De novo protein structure prediction can be treated as a conformational space optimization problem under the guidance of an energy function. However, it is a challenge of how to design an accurate energy function which ensures low-energy conformations close to native structures. Fortunately, recent studies have shown that the accuracy of de novo protein structure prediction can be significantly improved by integrating the residue-residue distance information. In this paper, a two-stage distance feature-based optimization algorithm (TDFO) for de novo protein structure prediction is proposed within the framework of evolutionary algorithm. In TDFO, a similarity model is first designed by using feature information which is extracted from distance profiles by bisecting K-means algorithm. The similarity model-based selection strategy is then developed to guide conformation search, and thus improve the quality of the predicted models. Moreover, global and local mutation strategies are designed, and a state estimation strategy is also proposed to strike a trade-off between the exploration and exploitation of the search space. Experimental results of 35 benchmark proteins show that the proposed TDFO can improve prediction accuracy for a large portion of test proteins.

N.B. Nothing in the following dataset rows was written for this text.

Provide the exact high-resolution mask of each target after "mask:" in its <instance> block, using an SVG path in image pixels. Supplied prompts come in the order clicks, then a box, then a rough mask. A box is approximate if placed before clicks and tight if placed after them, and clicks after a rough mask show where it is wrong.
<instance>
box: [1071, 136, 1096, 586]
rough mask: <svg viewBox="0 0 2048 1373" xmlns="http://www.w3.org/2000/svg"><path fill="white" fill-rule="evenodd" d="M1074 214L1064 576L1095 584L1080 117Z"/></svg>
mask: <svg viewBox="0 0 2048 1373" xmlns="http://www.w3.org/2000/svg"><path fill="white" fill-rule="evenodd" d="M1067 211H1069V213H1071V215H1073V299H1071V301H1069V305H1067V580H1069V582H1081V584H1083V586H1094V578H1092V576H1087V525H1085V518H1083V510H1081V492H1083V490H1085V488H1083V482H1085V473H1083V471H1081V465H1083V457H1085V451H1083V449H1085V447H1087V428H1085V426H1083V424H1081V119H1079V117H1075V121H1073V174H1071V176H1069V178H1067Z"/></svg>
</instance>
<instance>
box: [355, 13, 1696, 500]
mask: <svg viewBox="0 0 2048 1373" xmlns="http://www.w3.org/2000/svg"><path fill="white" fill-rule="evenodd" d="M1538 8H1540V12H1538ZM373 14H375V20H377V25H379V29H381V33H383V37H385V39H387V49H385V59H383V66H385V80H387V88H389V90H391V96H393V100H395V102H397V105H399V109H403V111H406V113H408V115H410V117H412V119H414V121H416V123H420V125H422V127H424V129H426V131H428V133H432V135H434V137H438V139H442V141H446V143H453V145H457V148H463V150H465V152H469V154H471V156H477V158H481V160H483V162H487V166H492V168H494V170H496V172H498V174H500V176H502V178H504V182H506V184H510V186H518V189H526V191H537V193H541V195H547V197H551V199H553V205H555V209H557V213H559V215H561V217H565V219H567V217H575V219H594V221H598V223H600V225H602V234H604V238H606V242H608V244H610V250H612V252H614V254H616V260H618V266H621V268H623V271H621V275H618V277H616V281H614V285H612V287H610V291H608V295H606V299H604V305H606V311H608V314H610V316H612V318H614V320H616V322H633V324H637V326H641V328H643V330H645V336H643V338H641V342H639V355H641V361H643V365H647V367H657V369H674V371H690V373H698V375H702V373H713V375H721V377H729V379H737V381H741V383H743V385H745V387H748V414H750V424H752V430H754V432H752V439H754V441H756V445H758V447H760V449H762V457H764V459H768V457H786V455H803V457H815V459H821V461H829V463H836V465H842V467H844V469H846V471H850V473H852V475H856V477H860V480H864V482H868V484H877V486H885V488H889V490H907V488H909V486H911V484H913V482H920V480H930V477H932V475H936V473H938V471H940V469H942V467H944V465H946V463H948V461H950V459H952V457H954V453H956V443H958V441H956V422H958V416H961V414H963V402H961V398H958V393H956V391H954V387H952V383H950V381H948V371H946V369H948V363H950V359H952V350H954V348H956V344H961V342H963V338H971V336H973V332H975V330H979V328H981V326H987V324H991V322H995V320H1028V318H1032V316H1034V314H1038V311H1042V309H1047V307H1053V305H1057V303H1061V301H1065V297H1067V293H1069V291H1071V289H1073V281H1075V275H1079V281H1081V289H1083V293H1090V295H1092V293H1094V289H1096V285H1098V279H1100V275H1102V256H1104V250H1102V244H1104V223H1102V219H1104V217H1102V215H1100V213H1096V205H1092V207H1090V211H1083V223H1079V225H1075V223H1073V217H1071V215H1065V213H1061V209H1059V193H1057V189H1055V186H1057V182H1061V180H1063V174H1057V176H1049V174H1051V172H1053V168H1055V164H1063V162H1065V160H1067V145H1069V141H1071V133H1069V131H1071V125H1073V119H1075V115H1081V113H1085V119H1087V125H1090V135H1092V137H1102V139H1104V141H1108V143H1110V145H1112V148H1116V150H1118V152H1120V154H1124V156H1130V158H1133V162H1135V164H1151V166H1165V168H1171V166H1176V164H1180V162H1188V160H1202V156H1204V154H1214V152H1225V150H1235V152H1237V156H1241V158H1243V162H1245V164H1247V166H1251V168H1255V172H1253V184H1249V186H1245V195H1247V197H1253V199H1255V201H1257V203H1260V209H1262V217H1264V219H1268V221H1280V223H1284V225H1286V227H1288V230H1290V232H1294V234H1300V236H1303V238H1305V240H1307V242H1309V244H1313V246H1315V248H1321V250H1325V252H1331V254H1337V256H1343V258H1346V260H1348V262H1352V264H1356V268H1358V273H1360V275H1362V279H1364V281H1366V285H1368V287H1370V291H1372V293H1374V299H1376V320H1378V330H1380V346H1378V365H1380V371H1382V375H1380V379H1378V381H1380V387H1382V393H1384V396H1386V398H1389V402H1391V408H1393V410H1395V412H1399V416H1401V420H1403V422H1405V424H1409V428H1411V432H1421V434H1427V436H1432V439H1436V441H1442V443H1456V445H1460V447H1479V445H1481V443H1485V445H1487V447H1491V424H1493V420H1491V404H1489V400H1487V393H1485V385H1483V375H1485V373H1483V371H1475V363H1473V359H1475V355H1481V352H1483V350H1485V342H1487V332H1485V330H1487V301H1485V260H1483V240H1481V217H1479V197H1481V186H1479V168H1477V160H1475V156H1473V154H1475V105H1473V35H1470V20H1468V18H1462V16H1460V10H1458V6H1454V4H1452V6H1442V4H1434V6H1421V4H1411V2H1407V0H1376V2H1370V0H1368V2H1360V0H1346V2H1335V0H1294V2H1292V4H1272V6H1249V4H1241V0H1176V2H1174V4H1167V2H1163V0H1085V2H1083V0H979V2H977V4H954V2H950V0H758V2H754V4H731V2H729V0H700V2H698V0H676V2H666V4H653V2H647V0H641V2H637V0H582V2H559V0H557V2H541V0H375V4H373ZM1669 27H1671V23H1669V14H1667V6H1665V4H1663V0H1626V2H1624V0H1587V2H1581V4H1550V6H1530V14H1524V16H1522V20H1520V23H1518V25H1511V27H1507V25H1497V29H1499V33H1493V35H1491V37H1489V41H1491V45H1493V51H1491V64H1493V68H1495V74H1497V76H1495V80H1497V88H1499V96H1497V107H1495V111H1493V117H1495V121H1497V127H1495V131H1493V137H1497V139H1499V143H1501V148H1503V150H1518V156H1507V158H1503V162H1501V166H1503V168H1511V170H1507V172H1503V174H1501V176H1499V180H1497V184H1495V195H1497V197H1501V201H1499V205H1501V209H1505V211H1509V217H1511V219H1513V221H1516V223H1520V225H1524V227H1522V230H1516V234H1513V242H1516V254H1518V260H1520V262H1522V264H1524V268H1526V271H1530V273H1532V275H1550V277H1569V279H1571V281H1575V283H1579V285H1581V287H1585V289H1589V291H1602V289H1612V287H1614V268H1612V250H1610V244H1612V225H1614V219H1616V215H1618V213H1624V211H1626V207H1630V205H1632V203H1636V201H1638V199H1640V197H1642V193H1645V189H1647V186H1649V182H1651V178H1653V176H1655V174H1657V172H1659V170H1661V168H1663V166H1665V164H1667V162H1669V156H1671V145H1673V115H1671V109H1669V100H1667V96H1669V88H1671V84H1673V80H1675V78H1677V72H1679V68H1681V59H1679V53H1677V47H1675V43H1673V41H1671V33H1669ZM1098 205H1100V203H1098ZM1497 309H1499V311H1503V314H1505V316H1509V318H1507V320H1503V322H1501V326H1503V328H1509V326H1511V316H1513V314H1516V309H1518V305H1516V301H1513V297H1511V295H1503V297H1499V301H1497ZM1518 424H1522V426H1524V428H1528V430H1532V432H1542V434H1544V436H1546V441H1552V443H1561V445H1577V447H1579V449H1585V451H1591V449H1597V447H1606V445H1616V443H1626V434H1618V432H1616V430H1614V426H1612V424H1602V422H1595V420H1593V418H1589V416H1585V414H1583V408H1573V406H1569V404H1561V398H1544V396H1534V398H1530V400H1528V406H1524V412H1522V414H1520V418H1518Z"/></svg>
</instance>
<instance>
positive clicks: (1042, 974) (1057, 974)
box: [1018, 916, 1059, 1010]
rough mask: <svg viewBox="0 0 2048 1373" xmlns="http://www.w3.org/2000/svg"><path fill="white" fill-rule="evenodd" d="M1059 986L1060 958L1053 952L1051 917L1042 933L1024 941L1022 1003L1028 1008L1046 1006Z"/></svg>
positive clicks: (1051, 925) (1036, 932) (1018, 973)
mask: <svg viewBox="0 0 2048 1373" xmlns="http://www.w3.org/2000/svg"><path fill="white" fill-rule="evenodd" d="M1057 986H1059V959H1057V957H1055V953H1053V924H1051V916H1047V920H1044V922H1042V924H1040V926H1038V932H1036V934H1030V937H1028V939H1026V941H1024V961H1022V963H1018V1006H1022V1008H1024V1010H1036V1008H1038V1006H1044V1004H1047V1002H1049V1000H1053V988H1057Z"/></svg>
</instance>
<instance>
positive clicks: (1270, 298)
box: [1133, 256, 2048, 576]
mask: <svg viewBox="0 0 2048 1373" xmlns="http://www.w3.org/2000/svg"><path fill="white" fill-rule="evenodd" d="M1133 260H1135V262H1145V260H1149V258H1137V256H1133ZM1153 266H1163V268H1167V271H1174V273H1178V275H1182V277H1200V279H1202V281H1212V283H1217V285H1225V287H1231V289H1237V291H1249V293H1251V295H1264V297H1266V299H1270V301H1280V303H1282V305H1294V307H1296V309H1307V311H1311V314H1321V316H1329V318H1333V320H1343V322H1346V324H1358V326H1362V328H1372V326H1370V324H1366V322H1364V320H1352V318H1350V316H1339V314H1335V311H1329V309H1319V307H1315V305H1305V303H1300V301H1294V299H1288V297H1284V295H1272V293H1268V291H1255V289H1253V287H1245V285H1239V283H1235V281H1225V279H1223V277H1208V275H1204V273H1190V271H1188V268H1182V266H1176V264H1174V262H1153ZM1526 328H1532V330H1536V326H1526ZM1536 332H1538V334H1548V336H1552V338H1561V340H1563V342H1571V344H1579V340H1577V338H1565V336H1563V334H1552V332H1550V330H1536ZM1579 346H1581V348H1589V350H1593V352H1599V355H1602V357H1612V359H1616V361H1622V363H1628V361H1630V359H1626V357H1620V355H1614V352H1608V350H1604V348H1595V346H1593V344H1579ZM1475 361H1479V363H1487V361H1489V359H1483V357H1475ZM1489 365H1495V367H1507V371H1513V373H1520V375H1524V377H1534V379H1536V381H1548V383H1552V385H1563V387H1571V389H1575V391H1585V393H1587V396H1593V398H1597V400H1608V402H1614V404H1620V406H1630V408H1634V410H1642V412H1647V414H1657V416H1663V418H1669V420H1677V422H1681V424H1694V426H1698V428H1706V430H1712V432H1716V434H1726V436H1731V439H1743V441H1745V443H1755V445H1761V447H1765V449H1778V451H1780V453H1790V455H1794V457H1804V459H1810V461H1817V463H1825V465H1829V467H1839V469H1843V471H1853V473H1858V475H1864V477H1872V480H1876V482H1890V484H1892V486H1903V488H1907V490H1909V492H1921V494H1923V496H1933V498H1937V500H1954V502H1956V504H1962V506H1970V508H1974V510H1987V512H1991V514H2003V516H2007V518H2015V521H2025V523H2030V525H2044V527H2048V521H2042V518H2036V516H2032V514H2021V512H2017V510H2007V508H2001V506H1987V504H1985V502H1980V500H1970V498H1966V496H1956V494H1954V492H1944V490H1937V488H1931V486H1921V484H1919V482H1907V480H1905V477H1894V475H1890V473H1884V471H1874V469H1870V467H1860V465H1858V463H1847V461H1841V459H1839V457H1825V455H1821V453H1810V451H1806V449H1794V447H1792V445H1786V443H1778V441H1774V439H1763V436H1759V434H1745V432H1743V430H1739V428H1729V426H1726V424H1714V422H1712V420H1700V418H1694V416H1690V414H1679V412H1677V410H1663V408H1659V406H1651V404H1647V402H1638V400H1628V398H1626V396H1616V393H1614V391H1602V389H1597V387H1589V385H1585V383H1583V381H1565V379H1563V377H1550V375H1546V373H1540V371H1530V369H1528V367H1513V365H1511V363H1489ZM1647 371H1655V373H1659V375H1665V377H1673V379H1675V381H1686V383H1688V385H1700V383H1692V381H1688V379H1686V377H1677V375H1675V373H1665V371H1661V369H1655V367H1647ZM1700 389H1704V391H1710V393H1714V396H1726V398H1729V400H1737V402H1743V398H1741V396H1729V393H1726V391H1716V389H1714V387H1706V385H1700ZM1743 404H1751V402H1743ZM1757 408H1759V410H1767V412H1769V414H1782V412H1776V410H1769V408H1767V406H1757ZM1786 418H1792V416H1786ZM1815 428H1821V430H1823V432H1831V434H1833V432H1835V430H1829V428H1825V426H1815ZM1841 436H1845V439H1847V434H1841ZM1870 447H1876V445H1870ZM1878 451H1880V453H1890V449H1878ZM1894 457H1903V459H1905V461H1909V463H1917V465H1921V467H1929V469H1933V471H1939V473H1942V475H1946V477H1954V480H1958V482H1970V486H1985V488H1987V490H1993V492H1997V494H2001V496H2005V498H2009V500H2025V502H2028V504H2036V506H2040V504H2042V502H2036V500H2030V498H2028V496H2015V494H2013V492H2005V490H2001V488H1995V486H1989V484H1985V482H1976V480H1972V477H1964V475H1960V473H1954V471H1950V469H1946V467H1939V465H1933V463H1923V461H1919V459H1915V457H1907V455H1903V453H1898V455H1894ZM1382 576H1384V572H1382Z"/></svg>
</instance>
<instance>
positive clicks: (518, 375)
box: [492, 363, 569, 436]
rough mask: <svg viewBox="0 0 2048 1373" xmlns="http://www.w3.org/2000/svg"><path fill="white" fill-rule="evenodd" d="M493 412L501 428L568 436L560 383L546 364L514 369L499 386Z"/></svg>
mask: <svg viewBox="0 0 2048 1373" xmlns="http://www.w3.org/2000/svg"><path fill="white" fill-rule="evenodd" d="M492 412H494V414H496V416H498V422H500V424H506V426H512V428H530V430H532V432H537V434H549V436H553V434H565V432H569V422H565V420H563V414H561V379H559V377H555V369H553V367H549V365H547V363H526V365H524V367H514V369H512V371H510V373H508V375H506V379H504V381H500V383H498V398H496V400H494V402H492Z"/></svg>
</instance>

从头蛋白质结构预测可以被视为在能量函数的指导下进行的构象空间优化问题。然而,如何设计一个准确的能量函数以确保接近天然结构的低能构象是一个挑战。幸运的是,最近的研究表明,通过整合残基-残基距离信息,可以显著提高从头蛋白质结构预测的准确性。本文在进化算法框架内提出了一种基于两阶段距离特征优化算法(TDFO)的从头蛋白质结构预测方法。在 TDFO 中,首先通过二分 K-均值算法从距离分布中提取特征信息来设计相似性模型。然后,开发了基于相似性模型的选择策略来指导构象搜索,从而提高预测模型的质量。此外,还设计了全局和局部突变策略,并提出了一种状态估计策略,以在搜索空间的探索和利用之间取得平衡。对 35 个基准蛋白质的实验结果表明,所提出的 TDFO 可以提高大部分测试蛋白质的预测准确性。